In July 2012, news media widely reported the death by sexual molestation of wealthy businessman, Uroko Onoja. He is reported to have been killed by 5 of his six wives who felt sexually neglected after he showed continued preference for his 6th and youngest wife. The culprits were charged with manslaughter upon arraignment, which is the higher crime of the multiple crimes they were charged with. They were not charged with rape because of the limiting nature of Nigeria’s legal definition of rape as at that time.

A 2018 case between appellant, Maj. Bello Magaji and the Nigerian Army as respondent involving what court ruling documents describe as “the beastly, barbaric and bizarre offence of sodomy.” Four victims, one of whom is a minor at just 17 years, got justice for sodomy and not the rape that they suffered. Victim testimony clearly laid out a case of nonconsensual intercourse under the influence, not to mention the statutory rape of a 17-year-old by someone much older and higher in rank.

Justice, like everything else in the modern world, can only be served on existing structures.

The Nigerian legal system in its definition of rape until the introduction of the Violence Against Persons Prohibition Act (VAPP) was not inclusive of the myriad ways sexual violations can occur. It is especially exclusive of the sexual violation of men like Uroko Unoja.

For victims like those in the case of Maj. Magaji, the conversation is mired in Nigeria’s cultural abhorrence of homosexuality, such that even when victims get justice they are forever painted in a cast of shame. 

Muzammil (M, 27), knows this first hand. Sexually assaulted at 13 by a neighbour who was caught in the act and handed over to the police to face the legal repercussion of his crime, he still feels seen as the boy who was ‘sodomised,’ but in his words, that is the least of it.

“It has been 14 years since and to this day my interactions with anyone who is in the know of the case when it happened remains off. It is not just that they look on with pity, it is also this guardedness they interact with. Their body language seems to suggest they are waiting for when I too will be caught molesting other children. Hurt people hurt people after all, I don’t blame them but it takes a toll on my confidence. I find myself wondering if maybe deep down I am a potential molester and just don’t know it yet.”
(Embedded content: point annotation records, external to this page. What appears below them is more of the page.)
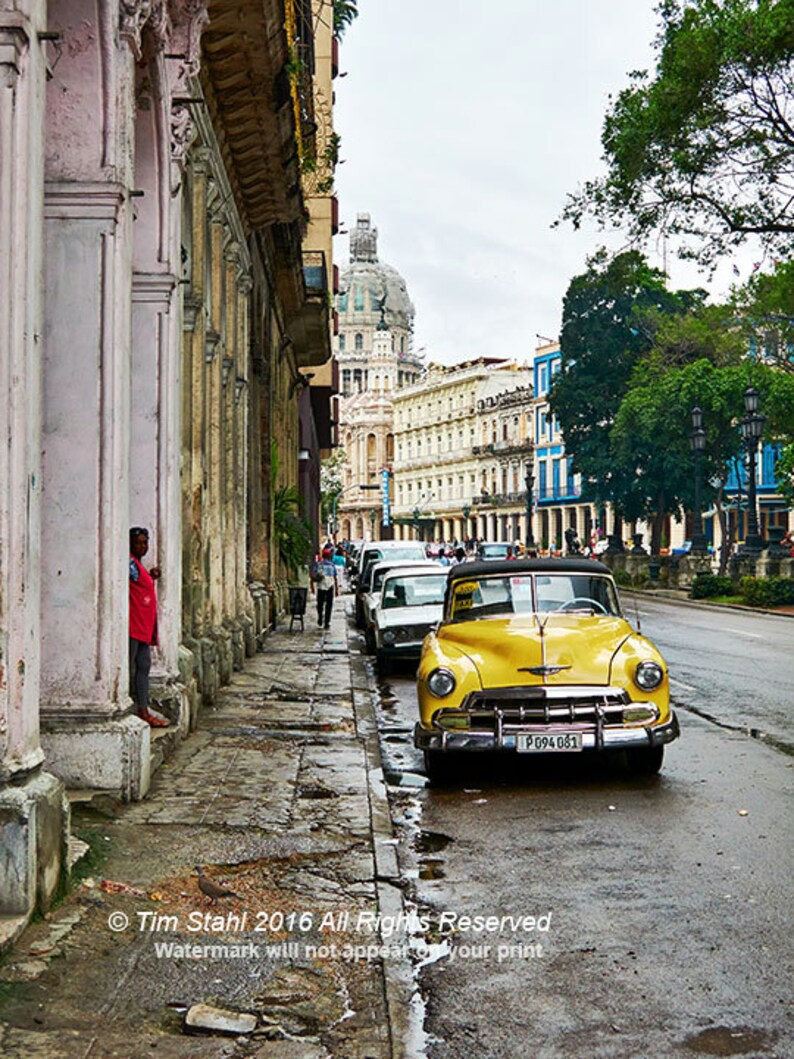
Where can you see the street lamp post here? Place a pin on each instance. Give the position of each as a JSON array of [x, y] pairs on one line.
[[529, 482], [698, 442], [752, 428]]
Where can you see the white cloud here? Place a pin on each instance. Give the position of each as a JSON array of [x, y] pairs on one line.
[[464, 125]]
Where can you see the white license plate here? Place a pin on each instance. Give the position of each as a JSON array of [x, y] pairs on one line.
[[548, 742]]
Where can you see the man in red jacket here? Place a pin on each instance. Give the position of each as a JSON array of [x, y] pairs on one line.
[[142, 625]]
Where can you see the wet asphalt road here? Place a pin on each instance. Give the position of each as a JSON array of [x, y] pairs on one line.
[[668, 898], [737, 667]]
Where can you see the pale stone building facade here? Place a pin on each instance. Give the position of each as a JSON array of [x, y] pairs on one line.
[[462, 449], [376, 359], [157, 321]]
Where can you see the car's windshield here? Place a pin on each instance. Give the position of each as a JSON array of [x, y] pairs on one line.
[[414, 591], [379, 574], [492, 551], [521, 594]]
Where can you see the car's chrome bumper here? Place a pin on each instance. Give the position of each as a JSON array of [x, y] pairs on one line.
[[593, 737]]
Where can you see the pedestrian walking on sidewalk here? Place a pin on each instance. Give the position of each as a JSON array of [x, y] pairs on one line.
[[142, 625], [325, 586]]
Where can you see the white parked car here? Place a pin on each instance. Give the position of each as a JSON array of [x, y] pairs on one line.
[[374, 587], [411, 605], [374, 552]]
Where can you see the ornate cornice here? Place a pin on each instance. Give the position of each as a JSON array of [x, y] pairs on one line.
[[132, 17]]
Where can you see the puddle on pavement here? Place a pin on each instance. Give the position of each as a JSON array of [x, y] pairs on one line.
[[314, 792], [431, 842], [432, 868], [729, 1041]]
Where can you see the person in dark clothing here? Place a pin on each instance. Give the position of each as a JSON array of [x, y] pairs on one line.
[[325, 587]]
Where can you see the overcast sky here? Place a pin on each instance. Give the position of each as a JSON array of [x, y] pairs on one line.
[[464, 124]]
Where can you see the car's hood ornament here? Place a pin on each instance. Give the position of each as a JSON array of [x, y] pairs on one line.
[[543, 670]]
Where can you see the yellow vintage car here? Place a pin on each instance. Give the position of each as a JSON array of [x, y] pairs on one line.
[[535, 657]]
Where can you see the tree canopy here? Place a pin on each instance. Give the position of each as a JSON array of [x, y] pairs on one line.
[[602, 339], [704, 148]]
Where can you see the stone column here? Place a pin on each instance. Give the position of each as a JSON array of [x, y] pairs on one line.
[[34, 817], [87, 733]]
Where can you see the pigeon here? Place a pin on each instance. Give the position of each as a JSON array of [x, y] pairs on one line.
[[212, 890]]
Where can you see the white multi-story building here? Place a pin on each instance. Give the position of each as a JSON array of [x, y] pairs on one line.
[[376, 358], [462, 451]]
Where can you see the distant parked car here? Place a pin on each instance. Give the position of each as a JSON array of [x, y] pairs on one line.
[[488, 551], [411, 605], [534, 656], [374, 552], [372, 598]]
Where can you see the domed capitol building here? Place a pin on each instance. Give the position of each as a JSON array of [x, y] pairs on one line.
[[376, 358]]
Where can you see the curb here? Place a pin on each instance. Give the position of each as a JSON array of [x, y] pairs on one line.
[[668, 596], [398, 981]]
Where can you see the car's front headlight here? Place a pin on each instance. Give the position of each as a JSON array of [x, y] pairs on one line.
[[648, 676], [440, 683]]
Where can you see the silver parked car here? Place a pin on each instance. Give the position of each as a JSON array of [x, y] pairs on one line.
[[411, 605]]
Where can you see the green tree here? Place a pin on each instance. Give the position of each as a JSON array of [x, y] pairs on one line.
[[704, 148], [602, 339], [765, 306], [652, 429], [344, 13], [331, 472]]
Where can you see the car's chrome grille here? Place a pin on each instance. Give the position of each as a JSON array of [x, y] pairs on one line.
[[528, 706], [410, 632]]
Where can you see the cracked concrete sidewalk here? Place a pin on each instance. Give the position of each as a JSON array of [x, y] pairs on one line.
[[280, 796]]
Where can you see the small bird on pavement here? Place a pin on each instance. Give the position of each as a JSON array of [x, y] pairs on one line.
[[212, 890]]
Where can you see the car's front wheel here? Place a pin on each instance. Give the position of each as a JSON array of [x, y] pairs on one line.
[[645, 760], [384, 664]]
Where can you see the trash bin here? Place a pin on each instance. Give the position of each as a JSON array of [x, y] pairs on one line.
[[298, 598]]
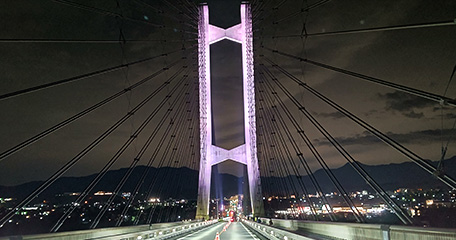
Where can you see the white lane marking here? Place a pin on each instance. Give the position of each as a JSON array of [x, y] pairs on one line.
[[250, 233], [216, 225]]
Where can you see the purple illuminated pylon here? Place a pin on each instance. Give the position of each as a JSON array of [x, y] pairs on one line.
[[246, 153]]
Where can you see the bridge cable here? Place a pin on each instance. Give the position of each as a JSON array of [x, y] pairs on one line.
[[119, 152], [271, 155], [317, 156], [280, 162], [357, 167], [94, 41], [300, 156], [169, 149], [76, 159], [161, 12], [370, 30], [138, 157], [104, 12], [156, 151], [288, 154], [185, 155], [444, 148], [69, 120], [297, 13], [285, 177], [154, 178], [420, 93], [80, 77], [392, 143], [182, 141], [309, 172]]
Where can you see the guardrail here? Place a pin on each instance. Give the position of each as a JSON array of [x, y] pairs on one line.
[[364, 231], [154, 231], [273, 233]]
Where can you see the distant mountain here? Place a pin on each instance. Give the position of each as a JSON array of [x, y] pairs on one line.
[[183, 182]]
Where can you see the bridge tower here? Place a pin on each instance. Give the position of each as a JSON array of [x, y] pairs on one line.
[[210, 154]]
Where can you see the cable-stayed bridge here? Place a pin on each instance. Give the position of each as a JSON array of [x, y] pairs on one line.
[[165, 88]]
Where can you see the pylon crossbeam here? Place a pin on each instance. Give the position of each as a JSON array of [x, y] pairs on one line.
[[210, 154]]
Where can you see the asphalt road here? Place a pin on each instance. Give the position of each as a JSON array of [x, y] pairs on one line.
[[235, 231]]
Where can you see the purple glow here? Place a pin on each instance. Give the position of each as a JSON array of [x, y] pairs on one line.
[[246, 153]]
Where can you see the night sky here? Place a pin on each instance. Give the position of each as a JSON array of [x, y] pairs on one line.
[[419, 58]]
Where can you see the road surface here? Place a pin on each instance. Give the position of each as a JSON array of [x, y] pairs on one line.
[[235, 231]]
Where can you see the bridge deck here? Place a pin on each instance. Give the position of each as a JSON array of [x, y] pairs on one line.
[[235, 231]]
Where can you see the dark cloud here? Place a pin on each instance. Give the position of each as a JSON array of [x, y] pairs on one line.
[[405, 103], [416, 137], [332, 115]]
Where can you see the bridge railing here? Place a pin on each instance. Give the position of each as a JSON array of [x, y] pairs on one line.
[[363, 231], [154, 231], [273, 233]]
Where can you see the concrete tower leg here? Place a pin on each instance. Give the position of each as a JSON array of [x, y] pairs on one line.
[[246, 153]]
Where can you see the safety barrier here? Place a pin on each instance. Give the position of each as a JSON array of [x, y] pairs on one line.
[[273, 233], [363, 231], [154, 231]]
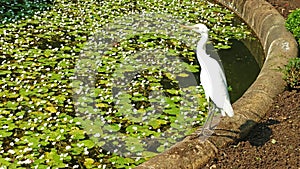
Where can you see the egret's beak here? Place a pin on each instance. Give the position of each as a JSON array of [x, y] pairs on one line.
[[187, 27]]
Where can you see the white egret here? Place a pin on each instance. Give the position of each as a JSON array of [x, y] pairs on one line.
[[212, 79]]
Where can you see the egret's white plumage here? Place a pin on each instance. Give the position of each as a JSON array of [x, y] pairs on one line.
[[212, 76]]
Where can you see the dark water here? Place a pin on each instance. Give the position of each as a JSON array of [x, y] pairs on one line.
[[240, 66]]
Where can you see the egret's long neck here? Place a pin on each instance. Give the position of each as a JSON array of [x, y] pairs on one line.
[[202, 42]]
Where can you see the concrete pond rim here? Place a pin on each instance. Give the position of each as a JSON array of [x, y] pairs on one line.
[[279, 46]]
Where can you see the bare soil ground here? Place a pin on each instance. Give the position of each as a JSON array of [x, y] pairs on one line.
[[275, 142]]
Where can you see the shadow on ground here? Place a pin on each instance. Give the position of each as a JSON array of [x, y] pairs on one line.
[[260, 133]]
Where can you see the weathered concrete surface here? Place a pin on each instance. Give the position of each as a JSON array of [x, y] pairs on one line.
[[279, 46]]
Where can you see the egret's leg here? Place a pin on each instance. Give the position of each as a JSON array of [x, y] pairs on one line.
[[207, 123]]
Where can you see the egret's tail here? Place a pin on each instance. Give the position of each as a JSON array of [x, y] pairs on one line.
[[227, 109]]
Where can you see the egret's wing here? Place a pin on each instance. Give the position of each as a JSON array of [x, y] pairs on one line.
[[213, 53], [214, 83]]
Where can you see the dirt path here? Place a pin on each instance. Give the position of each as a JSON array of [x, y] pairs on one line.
[[275, 142]]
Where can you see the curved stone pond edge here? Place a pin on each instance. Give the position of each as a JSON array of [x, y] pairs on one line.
[[279, 46]]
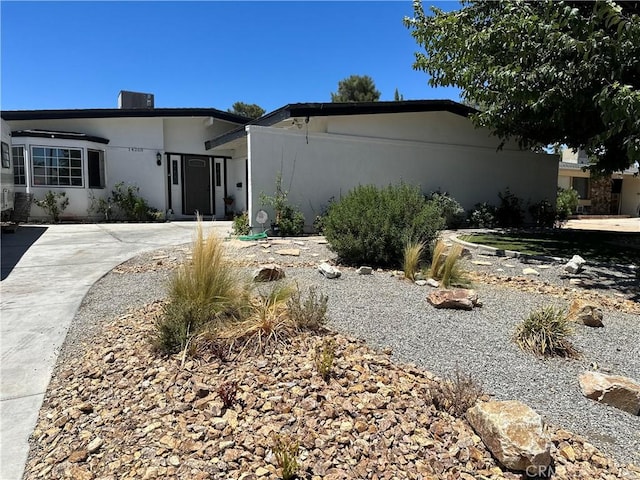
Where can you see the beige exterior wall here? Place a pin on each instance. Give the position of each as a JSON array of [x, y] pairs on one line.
[[318, 166]]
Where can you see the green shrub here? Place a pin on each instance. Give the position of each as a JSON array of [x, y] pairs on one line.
[[543, 214], [510, 212], [566, 203], [241, 224], [483, 215], [53, 203], [545, 332], [371, 225], [452, 212], [130, 204], [289, 220]]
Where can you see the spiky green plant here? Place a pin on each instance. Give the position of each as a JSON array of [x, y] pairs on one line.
[[286, 450], [545, 332], [203, 291], [412, 255], [325, 357]]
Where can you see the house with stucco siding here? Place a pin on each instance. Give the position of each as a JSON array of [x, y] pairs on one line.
[[188, 160]]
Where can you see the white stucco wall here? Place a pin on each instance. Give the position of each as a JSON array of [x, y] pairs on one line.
[[330, 165]]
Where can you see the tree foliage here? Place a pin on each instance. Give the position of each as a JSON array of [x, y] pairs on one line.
[[356, 88], [250, 110], [543, 72]]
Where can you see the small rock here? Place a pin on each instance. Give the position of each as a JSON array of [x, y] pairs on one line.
[[95, 445], [294, 252], [513, 432], [329, 271], [268, 273], [615, 390], [586, 313], [456, 298]]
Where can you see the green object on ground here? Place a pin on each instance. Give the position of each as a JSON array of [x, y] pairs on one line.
[[255, 236]]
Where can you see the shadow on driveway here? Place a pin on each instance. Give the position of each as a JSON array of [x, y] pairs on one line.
[[14, 246]]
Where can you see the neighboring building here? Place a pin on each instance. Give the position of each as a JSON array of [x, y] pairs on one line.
[[618, 194], [186, 160]]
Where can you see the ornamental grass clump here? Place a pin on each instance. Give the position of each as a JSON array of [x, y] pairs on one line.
[[455, 394], [545, 332], [413, 252], [205, 292], [445, 267]]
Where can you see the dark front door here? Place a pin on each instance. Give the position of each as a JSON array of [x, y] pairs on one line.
[[197, 185]]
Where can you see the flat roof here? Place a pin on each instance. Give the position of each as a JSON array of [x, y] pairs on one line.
[[122, 113], [339, 109]]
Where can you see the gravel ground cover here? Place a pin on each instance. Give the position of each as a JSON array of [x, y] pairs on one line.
[[388, 312]]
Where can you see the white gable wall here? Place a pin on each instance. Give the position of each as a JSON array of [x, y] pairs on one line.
[[330, 165]]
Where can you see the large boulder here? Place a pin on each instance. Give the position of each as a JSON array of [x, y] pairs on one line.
[[575, 265], [514, 434], [615, 390], [586, 313], [268, 273], [455, 298]]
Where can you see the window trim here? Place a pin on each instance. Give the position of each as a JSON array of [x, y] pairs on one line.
[[82, 151], [16, 165]]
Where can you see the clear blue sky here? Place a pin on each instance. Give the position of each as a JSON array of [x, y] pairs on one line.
[[63, 55]]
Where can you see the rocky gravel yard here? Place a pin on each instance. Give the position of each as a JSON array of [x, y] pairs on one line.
[[113, 410]]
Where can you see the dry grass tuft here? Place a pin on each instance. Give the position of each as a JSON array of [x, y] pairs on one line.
[[412, 255], [545, 332]]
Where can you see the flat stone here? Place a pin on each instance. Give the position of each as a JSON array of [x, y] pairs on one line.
[[268, 273], [585, 313], [615, 390], [513, 432], [294, 252]]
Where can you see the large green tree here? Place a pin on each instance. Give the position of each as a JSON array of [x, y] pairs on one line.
[[250, 110], [542, 72], [356, 88]]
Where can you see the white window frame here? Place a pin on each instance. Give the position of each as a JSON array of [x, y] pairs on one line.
[[79, 176]]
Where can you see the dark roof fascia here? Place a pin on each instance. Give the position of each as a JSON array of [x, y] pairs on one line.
[[63, 135], [122, 113], [340, 109]]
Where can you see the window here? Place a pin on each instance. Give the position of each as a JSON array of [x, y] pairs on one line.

The perpetrator got off with a fine on a technicality. Sodomy couldn’t be proven because there was no penetration. Being caught pants down with an erection, his victim in the same state and helpless, a competent legal system should be able to indict on charges of statutory rape.

When we speak of the sexual violence of men – which is a conversation that is only just gaining ground, we tend to forget the structural deficiencies that make it hard to get anywhere with finding lasting solutions.

One of the key things the VAPP Act, which is yet to be domesticated by 23 of 36 states in the federation, did was expanding the legal meaning of rape. The new definition emphasised ‘consent’ for one, but more than that, it closed a seemingly innocuous loophole that had time and again excluded male victims from obtaining justice by simply replacing the pronouns ‘she/her’ with ‘person’. 

The VAPP Act still leaves much to be desired in its lack of clearer inclusion of the way – through non-consensual mounting, that men can be molested without their being penetrated.

Perhaps, if we spend more time trying to come up with better ways to protect boys without conflating sexual abuse with consensual intercourse between grown men, we will make better progress. We owe that much to victims like Muzammil.